Active learning of digenic functions with boolean matrix logic programming

TL;DR

This paper introduces BMLP, a logic-based active learning method that efficiently uncovers genetic interactions in metabolic models, enabling rapid optimization and autonomous microbial engineering.

Contribution

The paper presents a novel Boolean Matrix Logic Programming approach with an active learning system for interpretable, efficient exploration of genetic interactions in GEMs.

Findings

BMLP can learn gene interactions with fewer experiments than random sampling.

It encodes GEMs in an interpretable logical form.

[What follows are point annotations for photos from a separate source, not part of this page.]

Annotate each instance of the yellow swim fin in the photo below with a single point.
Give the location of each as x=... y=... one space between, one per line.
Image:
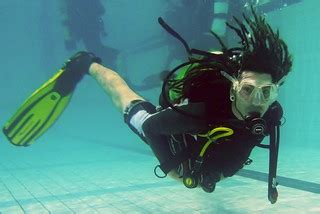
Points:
x=37 y=113
x=47 y=103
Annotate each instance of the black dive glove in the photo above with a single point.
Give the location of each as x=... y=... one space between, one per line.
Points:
x=74 y=70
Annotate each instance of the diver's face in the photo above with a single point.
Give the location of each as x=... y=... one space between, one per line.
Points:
x=254 y=93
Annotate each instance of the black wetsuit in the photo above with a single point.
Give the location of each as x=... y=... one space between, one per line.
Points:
x=169 y=132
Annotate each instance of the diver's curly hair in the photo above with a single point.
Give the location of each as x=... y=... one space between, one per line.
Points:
x=262 y=49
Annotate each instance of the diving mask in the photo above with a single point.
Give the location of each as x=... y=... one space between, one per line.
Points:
x=257 y=94
x=251 y=90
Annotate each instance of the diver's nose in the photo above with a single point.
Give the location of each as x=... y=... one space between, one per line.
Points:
x=257 y=99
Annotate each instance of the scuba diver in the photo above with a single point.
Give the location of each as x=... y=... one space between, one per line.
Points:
x=214 y=108
x=83 y=22
x=202 y=15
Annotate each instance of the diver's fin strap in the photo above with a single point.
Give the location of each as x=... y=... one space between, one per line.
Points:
x=273 y=162
x=174 y=161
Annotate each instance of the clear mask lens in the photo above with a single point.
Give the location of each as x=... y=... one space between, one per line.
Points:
x=258 y=94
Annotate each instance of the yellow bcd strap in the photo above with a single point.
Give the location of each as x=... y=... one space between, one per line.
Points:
x=210 y=135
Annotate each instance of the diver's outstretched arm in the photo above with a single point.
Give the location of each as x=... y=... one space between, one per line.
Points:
x=114 y=85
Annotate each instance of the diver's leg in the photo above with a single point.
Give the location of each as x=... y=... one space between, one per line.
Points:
x=118 y=90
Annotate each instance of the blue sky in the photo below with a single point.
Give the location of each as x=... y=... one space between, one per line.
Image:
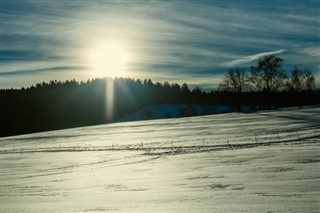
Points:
x=177 y=41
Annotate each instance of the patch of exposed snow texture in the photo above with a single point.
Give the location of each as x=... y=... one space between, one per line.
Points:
x=260 y=162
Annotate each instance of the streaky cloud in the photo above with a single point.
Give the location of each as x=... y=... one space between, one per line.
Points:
x=42 y=70
x=251 y=58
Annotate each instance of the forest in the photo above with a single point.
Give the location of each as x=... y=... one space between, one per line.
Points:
x=57 y=105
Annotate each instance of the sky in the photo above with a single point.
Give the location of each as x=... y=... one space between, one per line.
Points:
x=177 y=41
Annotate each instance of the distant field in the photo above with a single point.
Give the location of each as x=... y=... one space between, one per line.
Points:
x=259 y=162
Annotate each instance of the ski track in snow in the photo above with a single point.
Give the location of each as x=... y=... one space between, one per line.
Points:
x=259 y=162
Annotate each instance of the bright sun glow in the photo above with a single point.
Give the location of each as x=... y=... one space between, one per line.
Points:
x=110 y=59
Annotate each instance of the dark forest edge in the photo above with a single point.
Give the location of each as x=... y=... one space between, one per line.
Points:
x=58 y=105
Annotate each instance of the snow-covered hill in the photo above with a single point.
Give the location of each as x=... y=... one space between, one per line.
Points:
x=233 y=162
x=175 y=111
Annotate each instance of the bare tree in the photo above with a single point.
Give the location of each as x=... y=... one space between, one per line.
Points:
x=309 y=80
x=268 y=75
x=235 y=80
x=301 y=80
x=296 y=80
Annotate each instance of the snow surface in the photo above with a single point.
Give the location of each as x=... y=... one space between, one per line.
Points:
x=176 y=111
x=260 y=162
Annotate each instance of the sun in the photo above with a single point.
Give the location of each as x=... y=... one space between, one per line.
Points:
x=110 y=59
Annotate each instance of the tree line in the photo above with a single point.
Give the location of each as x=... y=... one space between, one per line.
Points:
x=57 y=105
x=268 y=76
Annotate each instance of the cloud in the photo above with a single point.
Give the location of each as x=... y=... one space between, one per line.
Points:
x=43 y=70
x=251 y=58
x=190 y=40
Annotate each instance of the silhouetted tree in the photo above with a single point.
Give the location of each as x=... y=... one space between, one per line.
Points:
x=295 y=82
x=268 y=75
x=235 y=80
x=301 y=80
x=309 y=82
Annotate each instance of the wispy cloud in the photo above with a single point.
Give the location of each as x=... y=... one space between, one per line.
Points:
x=192 y=41
x=251 y=58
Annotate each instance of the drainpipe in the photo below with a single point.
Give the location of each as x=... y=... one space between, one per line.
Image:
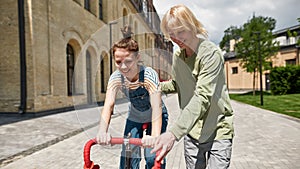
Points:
x=23 y=85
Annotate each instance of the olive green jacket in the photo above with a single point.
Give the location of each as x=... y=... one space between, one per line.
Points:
x=199 y=80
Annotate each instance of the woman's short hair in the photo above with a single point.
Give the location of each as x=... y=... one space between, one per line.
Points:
x=181 y=16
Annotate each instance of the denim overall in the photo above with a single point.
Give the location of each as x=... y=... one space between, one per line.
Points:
x=140 y=112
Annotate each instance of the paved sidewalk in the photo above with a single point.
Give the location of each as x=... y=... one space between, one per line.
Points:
x=264 y=140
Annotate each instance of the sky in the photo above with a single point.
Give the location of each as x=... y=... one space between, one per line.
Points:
x=218 y=15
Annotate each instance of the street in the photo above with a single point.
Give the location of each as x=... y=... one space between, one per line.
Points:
x=263 y=140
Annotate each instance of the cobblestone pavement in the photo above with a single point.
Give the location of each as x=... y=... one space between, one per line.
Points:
x=263 y=140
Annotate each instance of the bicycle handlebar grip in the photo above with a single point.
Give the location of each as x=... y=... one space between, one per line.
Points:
x=157 y=164
x=135 y=141
x=88 y=164
x=116 y=140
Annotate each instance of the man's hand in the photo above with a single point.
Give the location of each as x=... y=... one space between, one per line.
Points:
x=148 y=141
x=164 y=142
x=103 y=138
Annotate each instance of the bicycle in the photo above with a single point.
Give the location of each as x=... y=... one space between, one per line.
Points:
x=88 y=164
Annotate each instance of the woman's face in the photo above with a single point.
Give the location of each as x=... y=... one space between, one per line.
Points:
x=126 y=62
x=182 y=37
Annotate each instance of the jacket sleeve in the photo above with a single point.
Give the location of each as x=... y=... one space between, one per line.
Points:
x=206 y=81
x=168 y=86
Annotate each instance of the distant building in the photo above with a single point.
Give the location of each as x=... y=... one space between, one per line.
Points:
x=238 y=79
x=66 y=58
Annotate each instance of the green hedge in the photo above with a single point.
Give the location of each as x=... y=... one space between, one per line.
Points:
x=285 y=80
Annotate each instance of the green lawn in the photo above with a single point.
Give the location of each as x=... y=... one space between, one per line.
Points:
x=284 y=104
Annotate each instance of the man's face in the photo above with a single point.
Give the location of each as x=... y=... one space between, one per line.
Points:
x=126 y=62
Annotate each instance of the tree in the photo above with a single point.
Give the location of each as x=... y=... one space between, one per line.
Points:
x=255 y=40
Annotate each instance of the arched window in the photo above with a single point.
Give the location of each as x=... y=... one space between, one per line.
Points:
x=87 y=5
x=100 y=9
x=70 y=69
x=102 y=74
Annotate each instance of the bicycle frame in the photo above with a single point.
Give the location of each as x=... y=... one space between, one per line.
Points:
x=88 y=164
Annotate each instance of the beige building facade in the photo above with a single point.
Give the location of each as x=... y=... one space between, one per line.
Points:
x=239 y=80
x=67 y=50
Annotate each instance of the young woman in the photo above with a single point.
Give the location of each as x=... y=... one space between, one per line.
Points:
x=206 y=120
x=141 y=86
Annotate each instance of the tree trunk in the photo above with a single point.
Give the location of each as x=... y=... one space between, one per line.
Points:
x=253 y=88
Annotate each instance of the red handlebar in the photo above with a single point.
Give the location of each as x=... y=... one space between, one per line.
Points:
x=88 y=164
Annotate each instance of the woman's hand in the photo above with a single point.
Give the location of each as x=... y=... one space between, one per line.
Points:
x=103 y=138
x=148 y=141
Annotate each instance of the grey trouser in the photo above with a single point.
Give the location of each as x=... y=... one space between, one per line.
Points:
x=210 y=155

Enables rapid metabolic model optimization.

Abstract

We apply logic-based machine learning techniques to facilitate cellular engineering and drive biological discovery, based on comprehensive databases of metabolic processes called genome-scale metabolic network models (GEMs). Predicted host behaviours are not always correctly described by GEMs. Learning the intricate genetic interactions within GEMs presents computational and empirical challenges. To address these, we describe a novel approach called Boolean Matrix Logic Programming (BMLP) by leveraging boolean matrices to evaluate large logic programs. We introduce a new system, $BMLP_{active}$, which efficiently explores the genomic hypothesis space by guiding informative experimentation through active learning. In contrast to sub-symbolic methods, $BMLP_{active}$ encodes a state-of-the-art GEM of a widely accepted bacterial host in an interpretable and logical representation using datalog logic programs. Notably, $BMLP_{active}$ can successfully learn the interaction between a gene pair with fewer training examples than random experimentation, overcoming the increase in experimental design space. $BMLP_{active}$ enables rapid optimisation of metabolic models and offers a realistic approach to a self-driving lab for microbial engineering.